Krakowski architekt Stanisław Drabczyński zabiegał wcześniej o zlokalizowanie tej monumentalnej konstrukcji na terenie Małopolski, później myślał o Chęcinach, ostatecznie wybrał świętokrzyski Kałków.
„Każda z postaci o wymiarach nieco większych niż ludzka będzie symbolizować konkretnego poległego - mieć jego nazwisko, stopień wojskowy i dziurę w głowie. Rzeźby ma stworzyć młody artysta Mariusz Dydo” - poinformowała „Rzeczpospolita”.
Godowski kustosz, ksiądz Czesława Wala, powiedział gazecie, że jego parafianie zapalili się do tego pomysłu i rozważają sprzedaż na ten cel 18 hektarów ziemi.
„- Dla nas liczą się wartości patriotyczne” - wyjaśnił dziennikarce „Rz” i dodał, że taki monument przyciągnąłby wielu pielgrzymów.
Powstała już Fundacja Pomnika Ofiar Katynia, nie brakuje również potencjalnych darczyńców (koszt przedsięwzięcia szacowany jest na około 19 milionów złotych); znalazł się wśród nich Krzysztof Penderecki, deklarujący sfinansowanie figur dwóch swoich wujów, jest też emeryt, który co miesiąc wpłaca 12 zł.
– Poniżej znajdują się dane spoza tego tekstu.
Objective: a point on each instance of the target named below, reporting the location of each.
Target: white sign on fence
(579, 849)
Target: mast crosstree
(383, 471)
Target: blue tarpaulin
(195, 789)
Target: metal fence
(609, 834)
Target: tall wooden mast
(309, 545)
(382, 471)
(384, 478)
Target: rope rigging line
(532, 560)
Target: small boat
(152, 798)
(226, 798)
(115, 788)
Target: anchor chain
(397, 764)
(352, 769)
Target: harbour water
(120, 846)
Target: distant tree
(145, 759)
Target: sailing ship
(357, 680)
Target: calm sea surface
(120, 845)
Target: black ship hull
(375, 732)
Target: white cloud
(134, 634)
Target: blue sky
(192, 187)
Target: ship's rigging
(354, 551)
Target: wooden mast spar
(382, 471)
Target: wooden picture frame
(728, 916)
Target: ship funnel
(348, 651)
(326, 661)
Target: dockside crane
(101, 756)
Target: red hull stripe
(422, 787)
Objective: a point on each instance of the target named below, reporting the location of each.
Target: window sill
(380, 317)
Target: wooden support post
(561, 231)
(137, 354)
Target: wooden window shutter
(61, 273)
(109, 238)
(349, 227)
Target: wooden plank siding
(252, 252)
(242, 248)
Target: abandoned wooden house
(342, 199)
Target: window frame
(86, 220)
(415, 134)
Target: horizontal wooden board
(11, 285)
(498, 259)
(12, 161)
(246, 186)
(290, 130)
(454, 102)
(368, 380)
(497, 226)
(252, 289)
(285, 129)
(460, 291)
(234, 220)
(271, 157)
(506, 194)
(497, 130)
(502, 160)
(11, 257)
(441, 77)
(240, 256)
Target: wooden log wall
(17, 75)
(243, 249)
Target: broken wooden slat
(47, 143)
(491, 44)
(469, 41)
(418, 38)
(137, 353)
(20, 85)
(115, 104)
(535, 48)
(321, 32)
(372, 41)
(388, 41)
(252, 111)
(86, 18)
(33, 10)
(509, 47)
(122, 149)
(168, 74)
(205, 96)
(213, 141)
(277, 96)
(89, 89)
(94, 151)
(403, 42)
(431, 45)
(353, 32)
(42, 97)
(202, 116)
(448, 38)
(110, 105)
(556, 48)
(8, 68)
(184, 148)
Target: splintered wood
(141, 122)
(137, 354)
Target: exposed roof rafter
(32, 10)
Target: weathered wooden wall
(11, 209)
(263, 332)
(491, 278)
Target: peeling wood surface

Obok pomnika miałyby stanąć centrum konferencyjne i muzeum.
Niewątpliwie jest to ciekawa koncepcja, przypominająca nieco terakotową armię chińską i pomnik Holokaustu w Berlinie. Czy znajdzie się jednak wystarczająco wielu sponsorów i czy tak gigantyczny zamysł da się w ogóle zrealizować? Nie od rzeczy będzie przypomnieć w tym kontekście powracającą co pewien czas propozycję wzniesienia w Krakowie ogromnego kopca Jana Pawła II, która nie wyszła poza sferę marzeń. O pomyśle Drabczyńskiego po raz pierwszy słyszałem już dobrych kilka lat temu i do tej pory pozostaje on tylko ambitnym projektem.